In that vein, the company last week released Light-Weight Profiling, or LWP, a tool that provides real-time analysis of how to improve application performance for multicore platforms.

In essence, LWP lets the code itself make on-the-fly decisions -- while it is running -- about how best to boost the performance in a parallel environment.

"We want to enable the tuning processes to be done in an automated way at runtime," says Earl Stahl, AMD's vice president of software engineering, adding that such additions will be particularly beneficial to multithreaded runtime environments such as Sun Microsystems' Java Virtual Machine and Microsoft's .Net Framework.

These kind of self-optimizing environments may indeed be where the solution lies, according to Zeichick. He says both AMD and Intel are trying to encourage operating-system developers -- like Microsoft, Apple and Linux vendors -- to incorporate these technologies into the operating systems themselves, a move that would save the chipmakers millions in terms of development.

"Ultimately, I think they will be successful. If you take Microsoft or Red Hat, they need to have their systems scale up. It's as simple as that. Platform vendors have a vested interest in this … a bigger interest really than anyone else," he says.
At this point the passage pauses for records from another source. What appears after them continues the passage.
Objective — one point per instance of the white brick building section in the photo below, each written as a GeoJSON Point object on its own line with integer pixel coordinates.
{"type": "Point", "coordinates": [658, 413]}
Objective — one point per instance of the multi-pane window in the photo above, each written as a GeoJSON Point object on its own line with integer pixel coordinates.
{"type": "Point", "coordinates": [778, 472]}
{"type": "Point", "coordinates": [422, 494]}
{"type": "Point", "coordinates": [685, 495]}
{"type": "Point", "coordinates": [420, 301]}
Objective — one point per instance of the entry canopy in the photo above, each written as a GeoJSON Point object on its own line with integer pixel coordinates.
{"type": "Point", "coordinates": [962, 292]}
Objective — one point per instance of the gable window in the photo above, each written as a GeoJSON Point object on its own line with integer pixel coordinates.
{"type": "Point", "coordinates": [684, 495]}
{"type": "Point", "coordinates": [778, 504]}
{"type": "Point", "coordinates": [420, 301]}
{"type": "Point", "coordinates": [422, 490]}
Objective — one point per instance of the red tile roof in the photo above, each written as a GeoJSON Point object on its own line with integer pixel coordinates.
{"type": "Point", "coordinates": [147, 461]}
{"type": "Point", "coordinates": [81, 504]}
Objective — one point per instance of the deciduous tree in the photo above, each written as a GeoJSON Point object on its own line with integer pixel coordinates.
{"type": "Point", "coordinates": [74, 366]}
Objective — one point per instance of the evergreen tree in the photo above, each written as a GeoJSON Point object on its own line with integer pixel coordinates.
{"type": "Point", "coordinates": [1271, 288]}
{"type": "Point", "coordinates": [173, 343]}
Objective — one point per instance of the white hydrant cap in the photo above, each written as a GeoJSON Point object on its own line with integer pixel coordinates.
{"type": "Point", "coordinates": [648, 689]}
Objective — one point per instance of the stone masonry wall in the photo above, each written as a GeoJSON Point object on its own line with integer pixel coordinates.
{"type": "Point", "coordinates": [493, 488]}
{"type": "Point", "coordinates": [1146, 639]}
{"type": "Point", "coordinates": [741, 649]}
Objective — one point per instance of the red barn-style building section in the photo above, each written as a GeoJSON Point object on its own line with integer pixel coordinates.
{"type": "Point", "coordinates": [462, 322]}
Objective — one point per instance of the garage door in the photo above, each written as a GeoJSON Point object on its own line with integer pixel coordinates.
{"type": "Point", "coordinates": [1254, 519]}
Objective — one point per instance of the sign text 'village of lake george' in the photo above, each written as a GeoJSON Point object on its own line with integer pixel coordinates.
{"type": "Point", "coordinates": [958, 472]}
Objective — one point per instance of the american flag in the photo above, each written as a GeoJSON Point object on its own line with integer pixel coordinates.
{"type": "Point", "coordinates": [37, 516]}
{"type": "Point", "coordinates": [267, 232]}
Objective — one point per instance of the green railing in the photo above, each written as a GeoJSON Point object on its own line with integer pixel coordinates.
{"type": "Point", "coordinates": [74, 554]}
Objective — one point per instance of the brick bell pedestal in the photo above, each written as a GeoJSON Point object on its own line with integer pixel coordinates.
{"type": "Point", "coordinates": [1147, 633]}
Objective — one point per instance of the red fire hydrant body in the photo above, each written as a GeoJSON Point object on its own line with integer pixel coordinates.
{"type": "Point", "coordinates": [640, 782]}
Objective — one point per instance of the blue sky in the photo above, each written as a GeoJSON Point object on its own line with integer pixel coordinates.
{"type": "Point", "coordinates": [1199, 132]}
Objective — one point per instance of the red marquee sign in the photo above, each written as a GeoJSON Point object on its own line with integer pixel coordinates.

Whether this happens or not, AMD and Intel certainly have to figure out a way to close the substantial gap between hardware and software that has emerged over the past two years. If not, both companies risk releasing quad-, octa- and many-core platforms to a public that really couldn't care less.

As Bautista reminds us: "It's not the hardware that's really compelling; it's what you can do with the hardware that really is the interesting stuff."